Also, one can solve for $E(\tau)$ directly. If I write $k_M$ for $E(\tau)$ with threshold $M$, then $$ \textstyle k_M = \tfrac16 \sum_{j=1}^6 k_{M-j} + 1, $$ and writing $\ell_M = k_M - k_{M-1}$ we get $$ \textstyle \ell_M = \tfrac16 \sum_{j=1}^6 \ell_{M-j}. $$ In principle, by trying the solution $\ell_r = r^\lambda$ and solving $$ 6 \lambda^6 - \lambda^5 - \lambda^4 - \lambda^3 - \lambda^2 - \lambda - 1 = 0, $$ (see this WolframAlpha computation), and calculating some initial conditions by hand, then one can find $k_M = E(\tau)$. Note that this would involve finding six initial conditions and solving a set of six simultaneous equations. This is only for the $\ell$-s; one then needs to convert this into the $k$-s. This does not sound like fun to me! =P

By a simple martingale argument---$(X_n - \tfrac72n)_{n\ge0}$ is a martingale, and $\tau$ is a deterministically bounded stopping time---from this one immediately gets $E(X_\tau) = \tfrac27 E(\tau)$ (for any $M$).

Answer 1

Let $p^M_i$ be the probability that $X_{\tau(M)}=M+i$ for $i=0,1,\dots,5$, and $p^M$ denote the column vector of these six values.

You can compute $p_M$ from $p_{M-1}$ as follows.

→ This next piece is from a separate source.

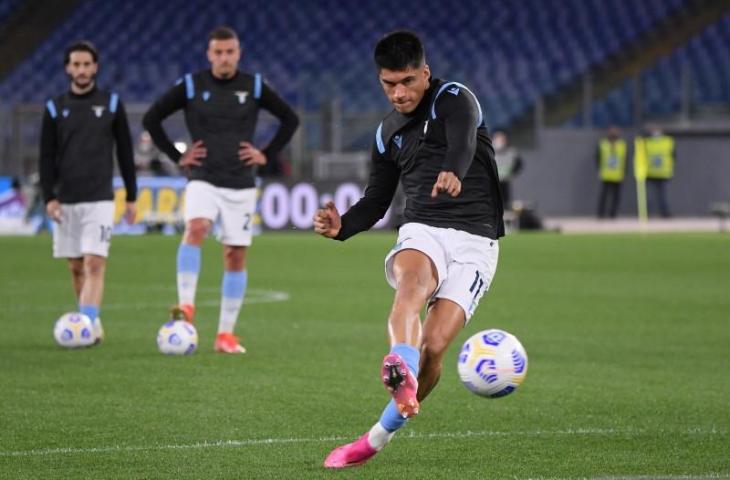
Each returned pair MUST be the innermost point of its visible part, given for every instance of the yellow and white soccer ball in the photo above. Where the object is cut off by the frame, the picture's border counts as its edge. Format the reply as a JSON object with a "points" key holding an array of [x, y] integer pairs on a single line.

There are two ways to achieve a final value of $M+i$; either the first time that you value at or above $M-1$ you reach is $(M-1)+(i+1)$, or the first value at or above $M-1$ you reach is $M-1$, and then from there you jump immediately to $M+i$. Therefore, $$ p_i^M=\begin{cases}p^{M-1}_{i+1}+\frac16 p^{M-1}_0 & i<5\\\frac16p_0^{M-1} & i=5\end{cases} $$ This can be written as a matrix equation: $$ p^M=\begin{bmatrix} \frac16 & 1 & \\ \frac16 &0 & 1 &\\ \frac16 & 0&0 & 1 &\\ \frac16 & 0&0&0& 1 &\\ \frac16 & 0&0&0&0& 1 \\ \frac16 & 0&0 &0&0&0\\ \end{bmatrix}p^{M-1} $$ with zeroes above the super-diagonal. Letting $A$ be the above matrix, then this proves $$p^M=A^Mp^0,$$ where $p^0$ is a vector whose first entry is $1$ and whose other entries are zero.

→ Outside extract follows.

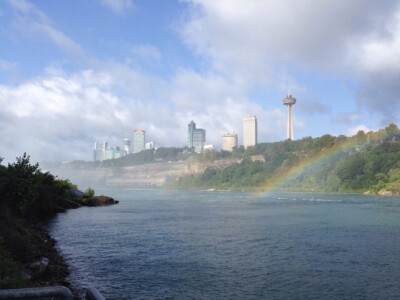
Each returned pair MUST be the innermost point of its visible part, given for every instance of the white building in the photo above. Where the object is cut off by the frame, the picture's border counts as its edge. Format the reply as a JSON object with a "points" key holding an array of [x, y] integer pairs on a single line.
{"points": [[229, 140], [249, 130]]}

The limiting distribution $p$ will satisfy $p=Ap$. This means that $p_i=p_{i+1}+\frac16p_0$, so that $p$ is an arithmetic progression with difference $-\frac16p_0$. A little thought shows that this implies $$ p=\left(\frac{6}{21},\frac{5}{21},\frac{4}{21},\frac{3}{21},\frac{2}{21},\frac{1}{21}\right)^T. $$

Answer 2

Inspired by the answer from @MikeEarnest, I wonder if the following alternate proof is valid, for the limiting case? This proof has the advantage(?) of less algebra, and hopefully more intuition into why the distribution is 6:5:4:3:2:1.

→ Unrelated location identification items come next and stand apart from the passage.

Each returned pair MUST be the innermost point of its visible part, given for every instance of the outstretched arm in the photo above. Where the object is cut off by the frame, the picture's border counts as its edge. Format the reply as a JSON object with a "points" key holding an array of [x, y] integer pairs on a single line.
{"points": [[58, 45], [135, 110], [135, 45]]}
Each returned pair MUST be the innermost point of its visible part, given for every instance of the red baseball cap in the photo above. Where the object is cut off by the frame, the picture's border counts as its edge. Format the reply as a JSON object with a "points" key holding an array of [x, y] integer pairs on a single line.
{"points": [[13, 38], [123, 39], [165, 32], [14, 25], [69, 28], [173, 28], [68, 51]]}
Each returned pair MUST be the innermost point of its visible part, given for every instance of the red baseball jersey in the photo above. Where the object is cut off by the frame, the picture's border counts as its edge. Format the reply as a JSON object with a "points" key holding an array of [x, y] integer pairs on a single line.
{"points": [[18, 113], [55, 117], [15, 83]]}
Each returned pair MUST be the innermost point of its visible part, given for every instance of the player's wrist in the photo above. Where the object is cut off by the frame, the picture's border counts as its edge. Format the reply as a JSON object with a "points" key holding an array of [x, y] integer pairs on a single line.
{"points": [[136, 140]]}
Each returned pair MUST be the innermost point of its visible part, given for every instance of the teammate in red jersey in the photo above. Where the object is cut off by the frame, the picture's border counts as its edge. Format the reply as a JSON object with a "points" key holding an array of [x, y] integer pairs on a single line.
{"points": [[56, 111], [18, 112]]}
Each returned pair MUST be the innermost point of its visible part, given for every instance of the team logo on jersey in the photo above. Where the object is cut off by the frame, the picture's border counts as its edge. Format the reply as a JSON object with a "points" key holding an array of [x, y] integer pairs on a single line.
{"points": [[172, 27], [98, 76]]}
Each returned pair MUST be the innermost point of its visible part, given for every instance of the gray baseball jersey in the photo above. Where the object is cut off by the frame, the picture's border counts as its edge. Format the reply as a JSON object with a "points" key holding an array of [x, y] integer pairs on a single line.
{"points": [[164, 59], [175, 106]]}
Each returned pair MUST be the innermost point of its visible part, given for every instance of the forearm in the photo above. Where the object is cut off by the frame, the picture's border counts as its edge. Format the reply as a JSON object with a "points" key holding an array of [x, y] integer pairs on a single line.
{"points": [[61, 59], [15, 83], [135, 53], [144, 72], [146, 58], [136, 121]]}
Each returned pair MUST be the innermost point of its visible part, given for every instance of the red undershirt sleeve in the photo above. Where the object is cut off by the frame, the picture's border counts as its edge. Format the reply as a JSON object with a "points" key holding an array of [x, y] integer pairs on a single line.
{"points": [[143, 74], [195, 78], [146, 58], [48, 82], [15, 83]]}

Imagine you keep rolling forever. A number is reached if it is the sum at some point in time, otherwise it is skipped. Clearly in the limit, all numbers have the same probability $q$ of being reached. (This follows from ergodicity, right? In fact, ergodicity would suggest $q = {1 \over 3.5}$, but we don't need its exactly value for now.)

Now consider the interval of interest, $X_\tau \in [M, M+5]$:

• $X_\tau = M+5$ iff $M-1$ is reached and the next roll is $6$. This happens with probability $q/6$.

• $X_\tau = M+4$ iff (a) $M-1$ is reached and the next roll is $5$, or, (b) $M-2$ is reached and the next roll is $6$. So this happens with probability $2q/6$.

  • Note that the case of reaching $M-2$, then rolling $1$ to reach $M-1$, then rolling $5$ to reach $M+4$, is included in (a) but not in (b), so we did not double-count.

• Similarly, $X_\tau = M+3, M+2, M+1, M$ with probabilities $3q/6, 4q/6, 5q/6, 6q/6$ respectively.

Since these 6 possibilities are exhaustive, we have $$(1+2+3+4+5+6)q/6 = 1 \implies q = {6 \over 21} = {1 \over 3.5}$$ as I originally suspected; in particular, this implies that $$P(X_\tau = M + j) = (6-j)q/6 = (6-j)/21,$$ agreeing with Mike's answer.